Expressing dissatisfaction at the process through which cocoa farmers are paid, Dr. Bawumia stressed that a commodity like cocoa that contributes about 2.5 percent to Ghana’s GDP and 25 percent of foreign earnings must have its payment processes to farmers digitized.

“Cash remains the primary payment method used to purchase cocoa in Ghana. The narrative must change in line with government’s digital transformation agenda”, he said at the launch of the Cocoa Management System in Accra.

Outlining the benefits of the Cocoa Management System, Dr. Bawumia said the data that will be compiled will not only enhance financial inclusion but will also enable a smooth implementation of the Cocoa Farmers Pension Scheme that is scheduled to be launched soon.

“I know that a successful completion of the Cocoa Management System that we are launching today will also pave the way for the implementation of the Cocoa Pensions Scheme.”

He explained that the data will provide accurate information on a number of issues such as farm size, cocoa production, average harvest as well as many vital information of cocoa farmers that will be needed to make the pension scheme successful.

“We must take advantage of technology to digitize all this information for a reliable data,” he said adding that this will provide an opportunity to keep records of all transactions undertaken by cocoa farmers to make meaningful decisions for farmers.

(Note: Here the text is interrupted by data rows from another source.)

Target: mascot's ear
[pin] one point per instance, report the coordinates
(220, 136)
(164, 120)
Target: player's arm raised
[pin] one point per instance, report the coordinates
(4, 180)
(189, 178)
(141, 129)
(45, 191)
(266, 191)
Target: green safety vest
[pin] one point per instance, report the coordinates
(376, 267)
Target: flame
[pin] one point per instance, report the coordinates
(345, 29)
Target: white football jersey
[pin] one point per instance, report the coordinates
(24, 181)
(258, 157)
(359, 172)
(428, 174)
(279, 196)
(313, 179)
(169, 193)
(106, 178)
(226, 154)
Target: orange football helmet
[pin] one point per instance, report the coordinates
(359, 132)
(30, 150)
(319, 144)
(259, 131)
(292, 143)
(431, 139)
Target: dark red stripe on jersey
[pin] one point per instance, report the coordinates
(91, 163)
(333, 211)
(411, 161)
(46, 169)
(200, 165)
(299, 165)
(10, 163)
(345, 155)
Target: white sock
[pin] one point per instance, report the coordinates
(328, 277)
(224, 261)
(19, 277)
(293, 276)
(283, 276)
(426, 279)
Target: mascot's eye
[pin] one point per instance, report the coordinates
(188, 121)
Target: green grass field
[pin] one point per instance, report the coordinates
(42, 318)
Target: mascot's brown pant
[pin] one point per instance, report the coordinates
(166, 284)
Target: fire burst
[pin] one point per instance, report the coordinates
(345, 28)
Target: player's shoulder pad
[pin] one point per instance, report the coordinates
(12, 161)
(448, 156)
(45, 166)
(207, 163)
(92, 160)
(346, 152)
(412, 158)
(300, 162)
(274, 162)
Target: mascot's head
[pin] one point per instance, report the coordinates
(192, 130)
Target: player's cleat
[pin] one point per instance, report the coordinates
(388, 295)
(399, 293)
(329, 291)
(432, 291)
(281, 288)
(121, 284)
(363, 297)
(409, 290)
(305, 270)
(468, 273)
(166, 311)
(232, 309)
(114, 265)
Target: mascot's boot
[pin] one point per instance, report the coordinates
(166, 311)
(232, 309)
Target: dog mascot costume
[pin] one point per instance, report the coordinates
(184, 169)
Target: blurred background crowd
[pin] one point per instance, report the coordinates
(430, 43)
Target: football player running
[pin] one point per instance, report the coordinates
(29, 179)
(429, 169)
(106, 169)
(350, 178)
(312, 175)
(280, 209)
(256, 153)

Further, he stated that the move will help government in the certification of cocoa beans to improve its value for a higher return.

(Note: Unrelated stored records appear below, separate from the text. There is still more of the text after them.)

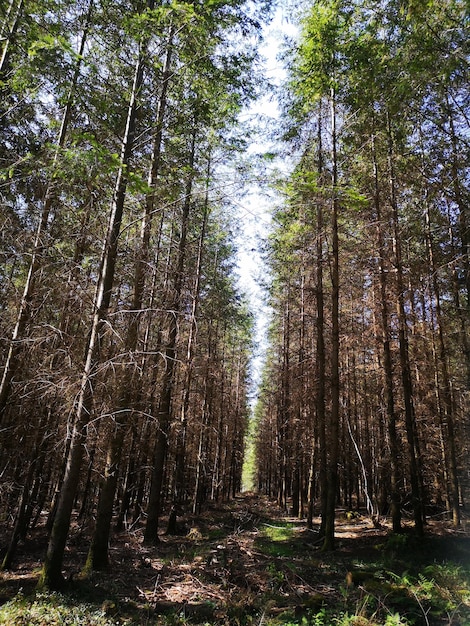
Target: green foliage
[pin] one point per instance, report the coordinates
(56, 609)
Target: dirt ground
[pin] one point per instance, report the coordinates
(237, 559)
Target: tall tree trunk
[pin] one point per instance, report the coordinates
(320, 346)
(333, 431)
(40, 242)
(98, 553)
(164, 409)
(464, 232)
(51, 575)
(407, 383)
(393, 442)
(180, 455)
(443, 380)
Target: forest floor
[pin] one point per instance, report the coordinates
(247, 563)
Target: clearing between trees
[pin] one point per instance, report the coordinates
(246, 562)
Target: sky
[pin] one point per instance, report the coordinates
(255, 208)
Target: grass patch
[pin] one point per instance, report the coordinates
(58, 609)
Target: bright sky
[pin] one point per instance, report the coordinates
(256, 207)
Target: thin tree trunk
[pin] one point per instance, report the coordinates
(180, 455)
(407, 383)
(395, 507)
(443, 381)
(12, 363)
(98, 553)
(51, 576)
(333, 433)
(164, 410)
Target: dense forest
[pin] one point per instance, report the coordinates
(126, 340)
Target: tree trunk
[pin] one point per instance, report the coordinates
(164, 410)
(393, 442)
(407, 383)
(98, 553)
(180, 455)
(12, 363)
(333, 431)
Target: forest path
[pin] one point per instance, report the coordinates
(246, 562)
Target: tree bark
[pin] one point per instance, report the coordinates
(164, 410)
(12, 363)
(51, 576)
(333, 431)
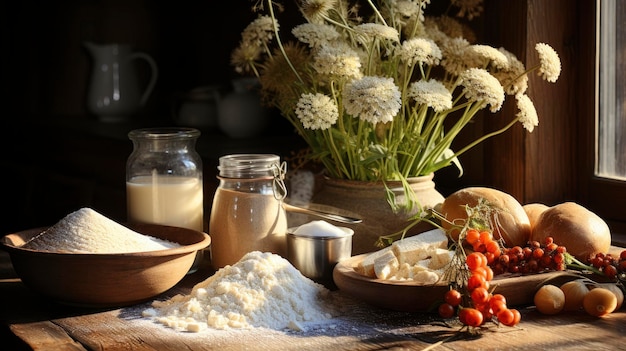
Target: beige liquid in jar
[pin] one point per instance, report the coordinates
(244, 222)
(167, 200)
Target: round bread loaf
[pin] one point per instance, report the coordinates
(510, 220)
(534, 210)
(582, 232)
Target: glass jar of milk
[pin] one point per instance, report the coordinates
(164, 179)
(247, 212)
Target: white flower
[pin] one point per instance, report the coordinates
(527, 114)
(372, 99)
(375, 30)
(482, 87)
(316, 111)
(550, 68)
(431, 93)
(512, 78)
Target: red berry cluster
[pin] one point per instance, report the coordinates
(478, 305)
(533, 257)
(609, 265)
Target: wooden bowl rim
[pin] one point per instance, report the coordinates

Touching on armed robbery cases recorded in the cocoa sector, the Vice President was hopeful electronic payment system will reduce the risks that farmers and other stakeholders face in carrying huge amount of money to the hinterlands to pay cocoa farmers.

On his part, the Chief Executive of COCOBOD, Joseph Boahen Aidoo said the new system will provide his outfit an opportunity to monitor how cocoa inputs are distributed to farmers. He was of the view that the system will bring sunshine to all activities undertaken by third party operators, providing visibility for the regulator to ensure that inputs really go to cocoa farmers.

Recounting some specific challenges that will also be solved by the Cocoa Management System, Mr. Aidoo said the data will erase the perception in the international community suggesting that cocoa farmers engage in deforestation and child labour for their produce.

He stated that COCOBOD, on countless occasions, has been challenged by the western world to provide data to support assertions that cocoa farmers and communities do not engage in illegal activities in producing cocoa.

To cure this mischief, the COCOBOD Chief Executive is optimistic the empirical evidence that will be captured in the data indicating the number of persons engaged on farms and the kind of farming methods used will exonerate cocoa producing countries in Africa. “I have been on many international platforms and when they challenge us on data they ask us that without information, without data how do you develop policies.”

Mr. Aidoo assured that such challenges will be a thing of the past as COCOBOD embarks on a new development path to build a reliable data base.